International career
- Years: Team / Apps / (Points)
- 2008–12: Fiji / 13 / (10)

= Josefa Domolailai =

Fiji international rugby union player

Joseva Ulago Domolailai (born 11 December 1985) is a Fijian former international rugby union player.

==Rugby career==
Born in Sigatoka, Domolailai was primarily a back-row forward, capped 13 times for Fiji. He made his early international appearances as a lock, debuting against Tonga during Fiji's 2008 IRB Pacific Nations Cup campaign.
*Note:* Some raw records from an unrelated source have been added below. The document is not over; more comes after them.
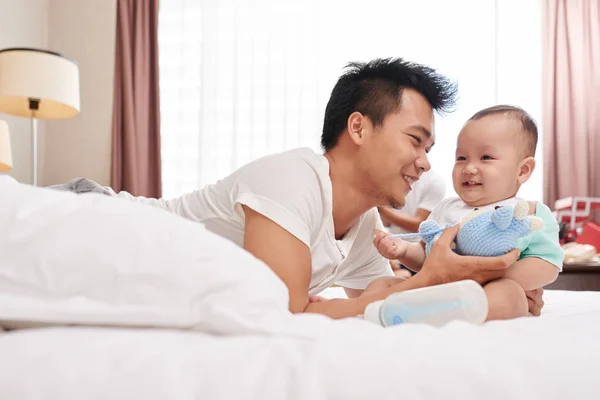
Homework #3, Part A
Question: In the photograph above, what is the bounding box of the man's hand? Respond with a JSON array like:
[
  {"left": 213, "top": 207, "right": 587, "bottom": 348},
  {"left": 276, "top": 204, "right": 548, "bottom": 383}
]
[
  {"left": 526, "top": 288, "right": 545, "bottom": 316},
  {"left": 421, "top": 224, "right": 521, "bottom": 286},
  {"left": 309, "top": 295, "right": 327, "bottom": 303}
]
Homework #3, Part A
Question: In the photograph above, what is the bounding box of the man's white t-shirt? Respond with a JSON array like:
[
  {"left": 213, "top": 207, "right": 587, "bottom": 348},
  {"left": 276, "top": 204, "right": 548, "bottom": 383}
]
[
  {"left": 116, "top": 148, "right": 393, "bottom": 295},
  {"left": 388, "top": 170, "right": 446, "bottom": 237}
]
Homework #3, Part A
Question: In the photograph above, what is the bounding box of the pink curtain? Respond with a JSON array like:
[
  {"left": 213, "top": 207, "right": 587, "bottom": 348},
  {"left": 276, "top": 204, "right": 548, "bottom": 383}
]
[
  {"left": 543, "top": 0, "right": 600, "bottom": 210},
  {"left": 111, "top": 0, "right": 162, "bottom": 197}
]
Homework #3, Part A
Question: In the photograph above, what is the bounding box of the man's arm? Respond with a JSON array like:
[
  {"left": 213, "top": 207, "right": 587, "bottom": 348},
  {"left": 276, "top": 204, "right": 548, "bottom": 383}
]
[
  {"left": 243, "top": 204, "right": 444, "bottom": 317},
  {"left": 243, "top": 210, "right": 519, "bottom": 319},
  {"left": 343, "top": 276, "right": 408, "bottom": 298},
  {"left": 377, "top": 207, "right": 431, "bottom": 233},
  {"left": 243, "top": 205, "right": 313, "bottom": 313}
]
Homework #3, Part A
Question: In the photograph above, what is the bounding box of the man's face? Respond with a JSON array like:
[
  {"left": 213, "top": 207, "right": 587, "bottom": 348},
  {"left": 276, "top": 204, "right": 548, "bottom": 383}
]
[{"left": 359, "top": 89, "right": 435, "bottom": 208}]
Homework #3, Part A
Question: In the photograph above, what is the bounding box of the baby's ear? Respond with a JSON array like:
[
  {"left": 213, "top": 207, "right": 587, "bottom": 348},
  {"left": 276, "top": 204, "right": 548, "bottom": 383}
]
[
  {"left": 518, "top": 157, "right": 536, "bottom": 185},
  {"left": 528, "top": 216, "right": 544, "bottom": 232}
]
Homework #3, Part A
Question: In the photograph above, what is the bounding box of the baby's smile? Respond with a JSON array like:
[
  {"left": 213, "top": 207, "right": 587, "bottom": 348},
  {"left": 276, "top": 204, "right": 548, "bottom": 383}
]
[{"left": 462, "top": 180, "right": 482, "bottom": 188}]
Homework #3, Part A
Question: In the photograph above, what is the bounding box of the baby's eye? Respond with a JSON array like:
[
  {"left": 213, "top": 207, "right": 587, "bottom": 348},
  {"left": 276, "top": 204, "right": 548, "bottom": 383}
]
[
  {"left": 456, "top": 156, "right": 466, "bottom": 161},
  {"left": 481, "top": 155, "right": 493, "bottom": 160}
]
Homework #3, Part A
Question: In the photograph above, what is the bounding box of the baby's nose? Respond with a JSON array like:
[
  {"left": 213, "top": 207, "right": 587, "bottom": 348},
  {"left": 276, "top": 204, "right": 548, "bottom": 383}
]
[{"left": 463, "top": 164, "right": 477, "bottom": 174}]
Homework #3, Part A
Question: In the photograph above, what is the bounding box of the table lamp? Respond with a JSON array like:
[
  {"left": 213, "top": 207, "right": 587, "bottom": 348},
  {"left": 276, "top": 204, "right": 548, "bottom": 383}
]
[
  {"left": 0, "top": 48, "right": 80, "bottom": 186},
  {"left": 0, "top": 120, "right": 12, "bottom": 172}
]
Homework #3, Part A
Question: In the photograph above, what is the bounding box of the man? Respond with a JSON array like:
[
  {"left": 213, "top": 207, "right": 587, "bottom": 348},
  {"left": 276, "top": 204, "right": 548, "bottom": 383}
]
[
  {"left": 378, "top": 169, "right": 446, "bottom": 277},
  {"left": 112, "top": 58, "right": 543, "bottom": 318}
]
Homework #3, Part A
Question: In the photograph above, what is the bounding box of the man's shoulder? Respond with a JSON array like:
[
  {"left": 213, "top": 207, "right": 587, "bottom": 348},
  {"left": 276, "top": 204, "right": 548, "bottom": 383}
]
[
  {"left": 240, "top": 148, "right": 327, "bottom": 179},
  {"left": 250, "top": 147, "right": 323, "bottom": 166}
]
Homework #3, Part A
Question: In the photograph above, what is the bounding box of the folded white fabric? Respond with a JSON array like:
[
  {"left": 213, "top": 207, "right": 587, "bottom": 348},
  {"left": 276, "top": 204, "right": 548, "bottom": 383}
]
[{"left": 0, "top": 176, "right": 294, "bottom": 335}]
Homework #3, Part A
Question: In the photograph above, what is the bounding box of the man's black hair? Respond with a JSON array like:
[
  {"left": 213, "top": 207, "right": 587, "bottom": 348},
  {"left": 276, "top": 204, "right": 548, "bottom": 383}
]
[{"left": 321, "top": 57, "right": 458, "bottom": 150}]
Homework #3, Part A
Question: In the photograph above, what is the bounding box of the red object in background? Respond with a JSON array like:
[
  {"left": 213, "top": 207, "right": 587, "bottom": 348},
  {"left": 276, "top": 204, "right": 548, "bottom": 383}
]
[
  {"left": 575, "top": 222, "right": 600, "bottom": 250},
  {"left": 554, "top": 196, "right": 600, "bottom": 230}
]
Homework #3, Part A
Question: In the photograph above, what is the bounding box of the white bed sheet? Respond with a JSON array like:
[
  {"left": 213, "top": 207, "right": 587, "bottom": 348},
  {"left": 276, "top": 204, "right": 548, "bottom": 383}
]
[{"left": 1, "top": 289, "right": 599, "bottom": 400}]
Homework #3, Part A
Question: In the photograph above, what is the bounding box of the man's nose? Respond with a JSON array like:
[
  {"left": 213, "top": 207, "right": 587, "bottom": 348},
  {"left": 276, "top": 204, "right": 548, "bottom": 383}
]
[{"left": 416, "top": 154, "right": 431, "bottom": 175}]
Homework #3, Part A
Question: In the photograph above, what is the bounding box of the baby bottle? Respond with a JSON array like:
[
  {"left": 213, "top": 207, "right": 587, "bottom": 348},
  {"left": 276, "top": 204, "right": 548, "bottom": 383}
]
[{"left": 363, "top": 280, "right": 488, "bottom": 327}]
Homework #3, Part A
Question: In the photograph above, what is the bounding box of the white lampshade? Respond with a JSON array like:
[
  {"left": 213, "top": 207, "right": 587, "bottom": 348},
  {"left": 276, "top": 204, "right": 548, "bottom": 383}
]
[
  {"left": 0, "top": 48, "right": 80, "bottom": 119},
  {"left": 0, "top": 120, "right": 12, "bottom": 172}
]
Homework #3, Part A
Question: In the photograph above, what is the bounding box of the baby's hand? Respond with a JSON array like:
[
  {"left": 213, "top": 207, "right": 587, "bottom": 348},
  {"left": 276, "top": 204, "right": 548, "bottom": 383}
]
[{"left": 373, "top": 229, "right": 409, "bottom": 260}]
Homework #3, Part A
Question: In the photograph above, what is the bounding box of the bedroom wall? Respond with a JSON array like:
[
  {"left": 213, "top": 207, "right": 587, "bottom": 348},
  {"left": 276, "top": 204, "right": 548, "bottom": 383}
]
[
  {"left": 0, "top": 0, "right": 116, "bottom": 186},
  {"left": 43, "top": 0, "right": 116, "bottom": 186},
  {"left": 0, "top": 0, "right": 49, "bottom": 185}
]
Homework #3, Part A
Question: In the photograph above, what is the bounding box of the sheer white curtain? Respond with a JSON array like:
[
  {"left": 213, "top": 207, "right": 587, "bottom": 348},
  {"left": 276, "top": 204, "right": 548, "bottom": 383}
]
[{"left": 159, "top": 0, "right": 543, "bottom": 201}]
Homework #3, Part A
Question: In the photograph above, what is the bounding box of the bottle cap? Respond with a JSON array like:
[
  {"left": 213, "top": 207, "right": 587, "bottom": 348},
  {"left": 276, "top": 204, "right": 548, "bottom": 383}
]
[{"left": 363, "top": 300, "right": 384, "bottom": 325}]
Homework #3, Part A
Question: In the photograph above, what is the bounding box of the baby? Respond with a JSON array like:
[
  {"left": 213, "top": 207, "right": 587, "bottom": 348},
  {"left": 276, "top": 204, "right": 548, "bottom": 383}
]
[{"left": 375, "top": 105, "right": 564, "bottom": 321}]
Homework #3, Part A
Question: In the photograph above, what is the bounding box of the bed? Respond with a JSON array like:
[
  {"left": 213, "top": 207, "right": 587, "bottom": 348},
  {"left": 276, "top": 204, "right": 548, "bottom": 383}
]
[
  {"left": 2, "top": 176, "right": 600, "bottom": 399},
  {"left": 1, "top": 289, "right": 600, "bottom": 400}
]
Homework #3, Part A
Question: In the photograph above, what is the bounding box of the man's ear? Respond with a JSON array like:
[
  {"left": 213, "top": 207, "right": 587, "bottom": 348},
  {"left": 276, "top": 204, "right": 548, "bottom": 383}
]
[
  {"left": 347, "top": 112, "right": 369, "bottom": 145},
  {"left": 517, "top": 156, "right": 536, "bottom": 185}
]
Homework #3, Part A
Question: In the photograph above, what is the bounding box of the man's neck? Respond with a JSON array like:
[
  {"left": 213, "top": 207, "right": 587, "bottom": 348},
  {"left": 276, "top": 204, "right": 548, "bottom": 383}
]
[{"left": 325, "top": 150, "right": 378, "bottom": 240}]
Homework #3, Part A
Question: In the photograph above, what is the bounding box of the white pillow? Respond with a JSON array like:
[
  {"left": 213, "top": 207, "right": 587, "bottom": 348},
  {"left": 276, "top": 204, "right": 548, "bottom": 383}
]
[{"left": 0, "top": 176, "right": 292, "bottom": 335}]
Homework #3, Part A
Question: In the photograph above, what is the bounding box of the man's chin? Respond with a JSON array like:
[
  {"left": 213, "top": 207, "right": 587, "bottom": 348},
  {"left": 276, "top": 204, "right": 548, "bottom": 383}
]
[{"left": 388, "top": 197, "right": 406, "bottom": 210}]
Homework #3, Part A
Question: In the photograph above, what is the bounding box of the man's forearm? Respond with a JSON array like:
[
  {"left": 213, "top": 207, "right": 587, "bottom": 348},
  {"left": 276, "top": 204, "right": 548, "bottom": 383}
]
[
  {"left": 378, "top": 207, "right": 423, "bottom": 233},
  {"left": 304, "top": 273, "right": 434, "bottom": 319}
]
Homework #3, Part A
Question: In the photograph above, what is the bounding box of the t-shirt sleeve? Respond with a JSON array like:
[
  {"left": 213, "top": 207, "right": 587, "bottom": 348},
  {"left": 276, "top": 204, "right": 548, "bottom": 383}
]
[
  {"left": 233, "top": 153, "right": 326, "bottom": 248},
  {"left": 334, "top": 211, "right": 394, "bottom": 289},
  {"left": 418, "top": 174, "right": 447, "bottom": 212},
  {"left": 517, "top": 202, "right": 565, "bottom": 271}
]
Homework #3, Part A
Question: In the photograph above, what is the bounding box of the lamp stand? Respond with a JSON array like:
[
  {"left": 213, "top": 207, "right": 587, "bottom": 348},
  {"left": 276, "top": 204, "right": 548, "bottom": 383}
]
[
  {"left": 31, "top": 116, "right": 38, "bottom": 186},
  {"left": 29, "top": 98, "right": 40, "bottom": 186}
]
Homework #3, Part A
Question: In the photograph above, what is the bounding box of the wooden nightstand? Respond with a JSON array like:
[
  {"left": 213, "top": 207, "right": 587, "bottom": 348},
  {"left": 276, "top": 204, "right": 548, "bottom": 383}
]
[{"left": 545, "top": 262, "right": 600, "bottom": 291}]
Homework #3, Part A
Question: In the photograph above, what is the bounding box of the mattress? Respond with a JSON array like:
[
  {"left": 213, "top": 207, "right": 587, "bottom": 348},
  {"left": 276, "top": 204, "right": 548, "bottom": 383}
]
[{"left": 1, "top": 289, "right": 599, "bottom": 400}]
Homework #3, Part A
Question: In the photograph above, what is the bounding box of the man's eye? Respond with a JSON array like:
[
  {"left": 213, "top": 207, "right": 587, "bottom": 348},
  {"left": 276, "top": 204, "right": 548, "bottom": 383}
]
[{"left": 410, "top": 135, "right": 422, "bottom": 145}]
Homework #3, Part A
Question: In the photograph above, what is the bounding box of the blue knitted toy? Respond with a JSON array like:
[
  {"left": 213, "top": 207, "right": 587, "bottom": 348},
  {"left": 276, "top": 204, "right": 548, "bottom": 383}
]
[{"left": 389, "top": 201, "right": 544, "bottom": 257}]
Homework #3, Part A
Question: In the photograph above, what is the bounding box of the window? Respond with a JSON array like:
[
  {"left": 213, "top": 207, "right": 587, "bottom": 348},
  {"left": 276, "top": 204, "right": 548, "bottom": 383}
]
[{"left": 159, "top": 0, "right": 543, "bottom": 201}]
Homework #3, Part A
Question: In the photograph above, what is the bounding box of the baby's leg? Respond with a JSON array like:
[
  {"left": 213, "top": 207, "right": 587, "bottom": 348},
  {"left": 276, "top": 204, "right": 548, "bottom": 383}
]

His career included a Test against Scotland at Murrayfield, where he had to be stretchered off with a broken ankle.

Domolailai joined French club USA Limoges in 2007 and aside from one season in Italian rugby spent his entire career in France, also playing for AC Bobigny, FC Auch, Section Paloise, US Carcassonne and Rouen Normandie. He played some rugby in the Top 14 during his time in Pau and won a Pro D2 title with the club in 2015.